Question

What is the derivative of \[y = \arctan (4x)\] ?

Answer 1

Hint: Here, the given question has a trigonometric function. We have to find the derivative or differentiated term of the function. First consider the function \[y\], then differentiate \[y\] with respect to \[x\] by using a standard differentiation formula of trigonometric ratio and use chain rule for differentiation. And on further simplification we get the required differentiate value.
In the trigonometry we have standard differentiation formula
the differentiation of \[\dfrac{d}{{dx}}(\tan x) = {\sec ^2}x\]
The trigonometric identities we have used here is \[1 + {\tan ^2}y = {\sec ^2}y\]

Complete step by step solution:
The differentiation of a function is defined as the derivative or rate of change of a function. The function is said to be differentiable if the limit exists.
Consider the given function
 \[ \Rightarrow y = \arctan (4x)\] ---------- (1)
This can be written as
 \[ \Rightarrow y = ta{n^{ - 1}}(4x)\]
Take \[\tan \] on both sides we have
 \[ \Rightarrow \tan y = \tan \left( {{{\tan }^{ - 1}}(4x)} \right)\]
On simplifying we get
 \[ \Rightarrow \tan y = 4x\] ----------(2)
Differentiate function y with respect to x
 \[ \Rightarrow \dfrac{d}{{dx}}\left( {\tan y} \right) = \dfrac{d}{{dx}}\left( {4x} \right)\] -------(3)
As we know the formula \[\dfrac{d}{{dx}}\left( {\tan x} \right) = {\sec ^2}x\], then
Equation (2) becomes
 \[ \Rightarrow {\sec ^2}y.\dfrac{{dy}}{{dx}} = 4\] ---------- (4)
As we know the trigonometric identities which is given as \[1 + {\tan ^2}y = {\sec ^2}y\], by the equation (2) the trigonometric identity
 \[ \Rightarrow 1 + {(4x)^2} = {\sec ^2}y\]
On simplifying we get
 \[ \Rightarrow 1 + 16{x^2} = {\sec ^2}y\] ----------(5)
By using the equation (5) and the equation (4) is written as
 \[ \Rightarrow \left( {1 + 16{x^2}} \right).\dfrac{{dy}}{{dx}} = 4\]
Take \[1 + 16{x^2}\] to the RHS and it is written as
 \[ \Rightarrow \dfrac{{dy}}{{dx}} = \dfrac{4}{{1 + 16{x^2}}}\]
Hence, it’s a required differentiated value.
So, the correct answer is “ \[\dfrac{4}{{1 + 16{x^2}}}\] ”.

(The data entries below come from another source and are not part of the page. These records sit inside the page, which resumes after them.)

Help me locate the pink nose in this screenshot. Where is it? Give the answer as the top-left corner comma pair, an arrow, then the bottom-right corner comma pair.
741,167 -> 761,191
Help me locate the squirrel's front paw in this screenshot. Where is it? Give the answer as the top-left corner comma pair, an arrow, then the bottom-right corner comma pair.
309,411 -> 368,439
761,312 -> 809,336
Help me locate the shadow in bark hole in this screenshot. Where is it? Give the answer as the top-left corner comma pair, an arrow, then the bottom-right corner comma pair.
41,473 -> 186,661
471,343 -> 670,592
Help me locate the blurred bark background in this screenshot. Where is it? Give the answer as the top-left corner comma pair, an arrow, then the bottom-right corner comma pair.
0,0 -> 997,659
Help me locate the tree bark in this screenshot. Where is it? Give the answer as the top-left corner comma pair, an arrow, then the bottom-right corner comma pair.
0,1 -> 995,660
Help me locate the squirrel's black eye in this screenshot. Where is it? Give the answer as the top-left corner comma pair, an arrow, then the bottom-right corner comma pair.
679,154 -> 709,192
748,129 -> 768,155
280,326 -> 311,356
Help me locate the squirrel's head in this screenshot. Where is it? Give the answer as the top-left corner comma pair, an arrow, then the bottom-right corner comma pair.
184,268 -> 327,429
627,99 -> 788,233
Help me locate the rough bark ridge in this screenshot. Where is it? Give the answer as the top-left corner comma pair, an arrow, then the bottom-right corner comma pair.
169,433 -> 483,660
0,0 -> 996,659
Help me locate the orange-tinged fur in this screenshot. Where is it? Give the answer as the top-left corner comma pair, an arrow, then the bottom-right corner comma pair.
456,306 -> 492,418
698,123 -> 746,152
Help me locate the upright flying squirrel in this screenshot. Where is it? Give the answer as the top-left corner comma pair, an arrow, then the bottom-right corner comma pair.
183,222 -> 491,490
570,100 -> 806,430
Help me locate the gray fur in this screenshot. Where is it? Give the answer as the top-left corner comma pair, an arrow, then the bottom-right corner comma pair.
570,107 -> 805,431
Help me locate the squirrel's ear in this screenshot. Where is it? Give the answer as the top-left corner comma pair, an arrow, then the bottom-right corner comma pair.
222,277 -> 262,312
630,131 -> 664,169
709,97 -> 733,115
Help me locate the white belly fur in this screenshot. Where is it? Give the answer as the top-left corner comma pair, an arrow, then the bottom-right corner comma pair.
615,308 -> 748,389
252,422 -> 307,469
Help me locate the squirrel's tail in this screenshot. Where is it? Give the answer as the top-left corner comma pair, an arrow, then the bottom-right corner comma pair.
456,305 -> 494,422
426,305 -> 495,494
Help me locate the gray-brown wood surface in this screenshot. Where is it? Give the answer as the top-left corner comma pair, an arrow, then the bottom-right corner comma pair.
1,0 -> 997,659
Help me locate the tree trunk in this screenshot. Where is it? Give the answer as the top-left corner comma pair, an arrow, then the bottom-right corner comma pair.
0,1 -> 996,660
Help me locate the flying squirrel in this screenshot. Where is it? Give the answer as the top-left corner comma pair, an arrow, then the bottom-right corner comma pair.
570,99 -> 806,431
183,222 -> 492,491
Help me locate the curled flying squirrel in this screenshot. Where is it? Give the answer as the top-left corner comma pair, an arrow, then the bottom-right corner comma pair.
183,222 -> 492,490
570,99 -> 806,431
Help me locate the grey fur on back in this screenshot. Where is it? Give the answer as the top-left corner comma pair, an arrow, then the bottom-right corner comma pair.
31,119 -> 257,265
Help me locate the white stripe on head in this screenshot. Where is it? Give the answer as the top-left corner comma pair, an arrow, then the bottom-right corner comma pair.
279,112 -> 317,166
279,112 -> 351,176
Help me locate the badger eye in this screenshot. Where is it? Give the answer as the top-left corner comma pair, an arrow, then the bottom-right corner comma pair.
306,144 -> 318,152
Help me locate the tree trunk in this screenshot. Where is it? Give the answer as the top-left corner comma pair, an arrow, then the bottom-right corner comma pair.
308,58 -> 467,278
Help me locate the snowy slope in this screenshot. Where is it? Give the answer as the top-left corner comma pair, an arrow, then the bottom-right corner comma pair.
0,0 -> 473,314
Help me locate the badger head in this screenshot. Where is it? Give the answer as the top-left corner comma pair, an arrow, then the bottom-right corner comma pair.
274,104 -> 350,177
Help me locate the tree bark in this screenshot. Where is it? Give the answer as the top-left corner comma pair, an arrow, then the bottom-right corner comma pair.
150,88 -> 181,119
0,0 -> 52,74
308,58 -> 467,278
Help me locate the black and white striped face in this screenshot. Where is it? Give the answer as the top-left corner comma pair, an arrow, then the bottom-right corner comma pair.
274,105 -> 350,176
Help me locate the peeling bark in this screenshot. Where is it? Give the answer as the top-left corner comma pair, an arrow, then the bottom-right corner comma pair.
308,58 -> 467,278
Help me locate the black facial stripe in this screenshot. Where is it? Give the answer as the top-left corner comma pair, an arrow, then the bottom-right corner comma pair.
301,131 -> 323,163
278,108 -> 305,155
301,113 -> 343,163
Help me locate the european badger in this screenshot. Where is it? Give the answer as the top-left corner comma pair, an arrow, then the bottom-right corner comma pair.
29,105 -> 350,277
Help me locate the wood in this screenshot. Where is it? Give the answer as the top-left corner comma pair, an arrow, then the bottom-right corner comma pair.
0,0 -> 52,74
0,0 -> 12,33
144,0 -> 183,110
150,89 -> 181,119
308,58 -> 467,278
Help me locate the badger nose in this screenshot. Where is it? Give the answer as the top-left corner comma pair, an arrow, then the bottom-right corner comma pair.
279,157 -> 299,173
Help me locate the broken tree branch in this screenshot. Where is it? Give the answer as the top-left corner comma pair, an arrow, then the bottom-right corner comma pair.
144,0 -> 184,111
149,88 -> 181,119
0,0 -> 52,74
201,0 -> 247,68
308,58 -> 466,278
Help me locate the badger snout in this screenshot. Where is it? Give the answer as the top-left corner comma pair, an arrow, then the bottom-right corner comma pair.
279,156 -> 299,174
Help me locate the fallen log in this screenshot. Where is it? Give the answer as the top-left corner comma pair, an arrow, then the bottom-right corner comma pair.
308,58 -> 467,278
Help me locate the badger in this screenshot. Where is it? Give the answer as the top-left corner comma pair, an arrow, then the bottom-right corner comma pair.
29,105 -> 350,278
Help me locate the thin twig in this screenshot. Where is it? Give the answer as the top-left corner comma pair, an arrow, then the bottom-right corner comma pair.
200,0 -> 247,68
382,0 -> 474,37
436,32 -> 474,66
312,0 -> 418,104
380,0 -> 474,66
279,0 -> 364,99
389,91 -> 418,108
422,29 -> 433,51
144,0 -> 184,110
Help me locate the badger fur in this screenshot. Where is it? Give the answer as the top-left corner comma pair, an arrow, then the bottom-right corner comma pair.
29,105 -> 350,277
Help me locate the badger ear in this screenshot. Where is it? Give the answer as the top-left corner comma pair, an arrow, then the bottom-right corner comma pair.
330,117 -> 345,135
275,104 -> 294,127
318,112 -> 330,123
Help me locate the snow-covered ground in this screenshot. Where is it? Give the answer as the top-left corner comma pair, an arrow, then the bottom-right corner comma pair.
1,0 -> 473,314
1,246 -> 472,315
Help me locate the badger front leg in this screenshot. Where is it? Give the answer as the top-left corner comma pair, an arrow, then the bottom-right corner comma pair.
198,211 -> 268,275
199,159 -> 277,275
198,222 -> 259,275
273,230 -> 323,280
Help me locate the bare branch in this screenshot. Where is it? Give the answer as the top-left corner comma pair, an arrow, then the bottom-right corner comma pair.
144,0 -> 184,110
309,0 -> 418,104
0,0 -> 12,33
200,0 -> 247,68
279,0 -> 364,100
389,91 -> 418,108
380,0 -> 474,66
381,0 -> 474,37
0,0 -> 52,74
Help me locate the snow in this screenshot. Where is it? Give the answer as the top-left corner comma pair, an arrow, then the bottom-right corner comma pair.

Note: The student must know about the differentiation formulas for the trigonometry ratios and these differentiation formulas are standard. If the function is a product of two terms and the both terms are the function of x the we use the product rule of differentiation to the function.